Search code examples
postgresqlquery-optimizationtimescaledb

PostgreSQL query performance critically drops with specific query parameters


I have an issue with one of my databases running PostgreSQL 14 on an Ubuntu VM. This particular database contains a timeseries schema which hosts a meteo hypertable (timescaledb extension ON). The database's aim is to collect data from meteo stations in Switzerland, such as temperature, humidity, solar radiation, etc.

Global performances are great most of the time, however I can't figure out why a few specific cases cause significant drops in performance. At first, I thought it was due to the amount of data in the table, but that doesn't seem to be the case (at least, there's no clear evidence of such issue). I am no postgreSQL specialist, therefore I seek your guidance here.
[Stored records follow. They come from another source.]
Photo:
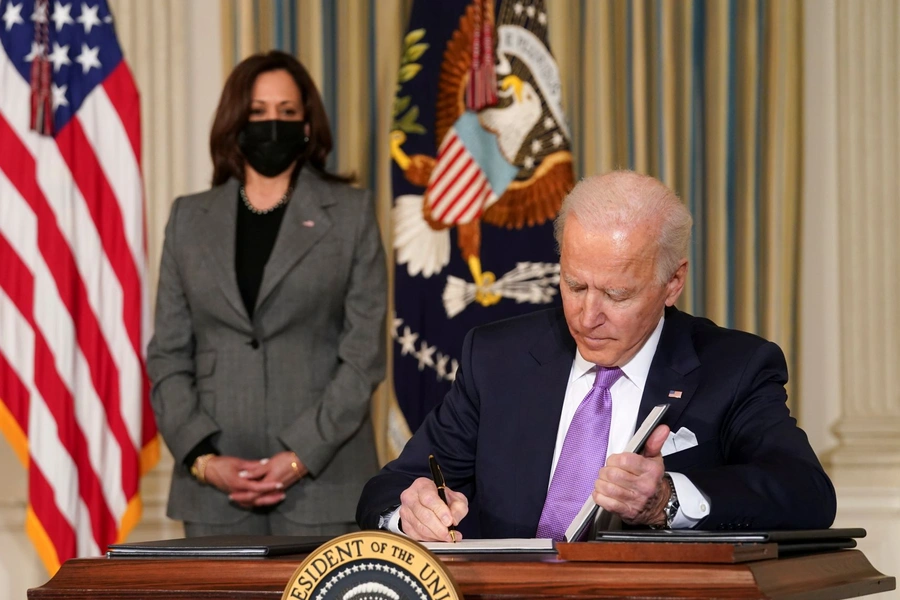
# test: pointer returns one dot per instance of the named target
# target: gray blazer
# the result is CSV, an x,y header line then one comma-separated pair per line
x,y
299,375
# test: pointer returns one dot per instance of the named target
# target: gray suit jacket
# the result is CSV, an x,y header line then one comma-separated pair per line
x,y
300,375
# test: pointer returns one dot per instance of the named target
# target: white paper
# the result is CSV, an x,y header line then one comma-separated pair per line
x,y
495,545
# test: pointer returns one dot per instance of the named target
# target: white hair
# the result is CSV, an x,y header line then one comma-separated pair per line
x,y
625,200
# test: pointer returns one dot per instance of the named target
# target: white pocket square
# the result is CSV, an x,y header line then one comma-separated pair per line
x,y
679,440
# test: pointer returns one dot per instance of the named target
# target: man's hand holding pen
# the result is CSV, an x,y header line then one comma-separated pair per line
x,y
425,517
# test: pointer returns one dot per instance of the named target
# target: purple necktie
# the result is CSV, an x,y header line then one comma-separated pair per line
x,y
582,456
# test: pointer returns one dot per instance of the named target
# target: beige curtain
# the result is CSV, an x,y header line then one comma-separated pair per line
x,y
704,95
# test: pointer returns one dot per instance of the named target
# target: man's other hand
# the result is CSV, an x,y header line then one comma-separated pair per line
x,y
632,485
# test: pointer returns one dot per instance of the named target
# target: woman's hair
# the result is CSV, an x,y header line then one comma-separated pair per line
x,y
234,112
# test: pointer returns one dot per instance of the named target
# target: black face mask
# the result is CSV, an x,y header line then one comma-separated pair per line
x,y
271,146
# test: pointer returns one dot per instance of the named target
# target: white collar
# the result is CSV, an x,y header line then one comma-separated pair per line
x,y
636,369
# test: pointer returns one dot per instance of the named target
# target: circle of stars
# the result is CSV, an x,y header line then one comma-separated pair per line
x,y
373,567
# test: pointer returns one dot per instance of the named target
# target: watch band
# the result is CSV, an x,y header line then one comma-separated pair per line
x,y
671,507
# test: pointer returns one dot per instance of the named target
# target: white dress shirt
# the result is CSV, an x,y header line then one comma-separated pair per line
x,y
626,400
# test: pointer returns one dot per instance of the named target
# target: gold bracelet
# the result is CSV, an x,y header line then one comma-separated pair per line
x,y
198,469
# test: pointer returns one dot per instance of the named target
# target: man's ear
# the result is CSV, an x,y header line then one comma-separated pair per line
x,y
676,283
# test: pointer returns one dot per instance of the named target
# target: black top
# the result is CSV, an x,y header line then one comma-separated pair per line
x,y
255,239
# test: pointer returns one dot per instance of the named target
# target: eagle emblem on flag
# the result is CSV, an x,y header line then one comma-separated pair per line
x,y
503,154
481,161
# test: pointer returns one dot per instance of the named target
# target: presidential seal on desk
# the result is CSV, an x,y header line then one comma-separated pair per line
x,y
371,565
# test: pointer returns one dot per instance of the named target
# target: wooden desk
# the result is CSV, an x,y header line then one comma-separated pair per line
x,y
838,574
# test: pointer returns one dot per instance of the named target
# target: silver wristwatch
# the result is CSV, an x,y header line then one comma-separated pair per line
x,y
671,507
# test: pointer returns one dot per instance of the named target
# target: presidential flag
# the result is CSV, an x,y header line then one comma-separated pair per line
x,y
481,162
74,397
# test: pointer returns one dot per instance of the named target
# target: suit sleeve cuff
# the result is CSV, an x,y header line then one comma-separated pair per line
x,y
693,505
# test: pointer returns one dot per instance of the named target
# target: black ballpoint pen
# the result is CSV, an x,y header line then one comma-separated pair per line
x,y
438,478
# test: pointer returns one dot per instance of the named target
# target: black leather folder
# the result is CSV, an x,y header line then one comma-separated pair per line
x,y
789,541
219,546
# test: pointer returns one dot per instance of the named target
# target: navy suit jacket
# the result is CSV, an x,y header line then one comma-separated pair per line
x,y
494,433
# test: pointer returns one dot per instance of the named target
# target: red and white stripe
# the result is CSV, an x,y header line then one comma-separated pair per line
x,y
458,190
73,315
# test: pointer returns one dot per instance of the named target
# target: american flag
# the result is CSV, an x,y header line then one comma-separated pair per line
x,y
74,397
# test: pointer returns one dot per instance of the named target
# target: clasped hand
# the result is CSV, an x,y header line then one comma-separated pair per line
x,y
254,483
632,485
425,517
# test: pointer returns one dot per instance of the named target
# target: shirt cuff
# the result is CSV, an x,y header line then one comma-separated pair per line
x,y
693,505
391,521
Here's a sample query that returns data in a few milliseconds (and a row count for context):

select min(time) from timeseries.meteo where metadata_id='1089';
         min
---------------------
 2019-08-12 09:50:00
(1 row)

select count(*) from timeseries.meteo where metadata_id='1089';
 count
--------
 230765
(1 row)

And here's the troublesome query I identified after many hours of looking for signs of performance issue. This particular query takes about 90'000ms to execute (so ~1000x the time of the previous one), as well as the row count for context:

select min(time) from timeseries.meteo where metadata_id='1019';
         min
---------------------
 2023-04-04 07:50:00
(1 row)

select count(*) from timeseries.meteo where metadata_id='1019';
 count
-------
 42668
(1 row)

I uploaded the result of an EXPLAIN (ANALYZE, BUFFERS) on those queries:

My question is the following: how can such a "basic" query with a small amount of data take so much time, and what may I try to perform to improve performances on that specific case? Is my database broken or something?

I appreciate your help on solving this (mysterious) case.

PS: I checked the RAM and CPU usage and those do not seem to be much of an issue as the server is basically underutilized.


Solution

  • The real query found in depesz is select min(time) from timeseries.meteo where metadata_id='1019';

    This is just a non-obvious presentation of the classic ORDER BY...LIMIT problem. The problem id has a deficiency of rows with low value of time, so the plan needs to walk over a very long sequence of rows in time order before finding one with a qualifying metadata_id and then getting to stop early.

    You can solve this with a multicolumn index on (metadata_id, time). Then it can jump right to the needed data.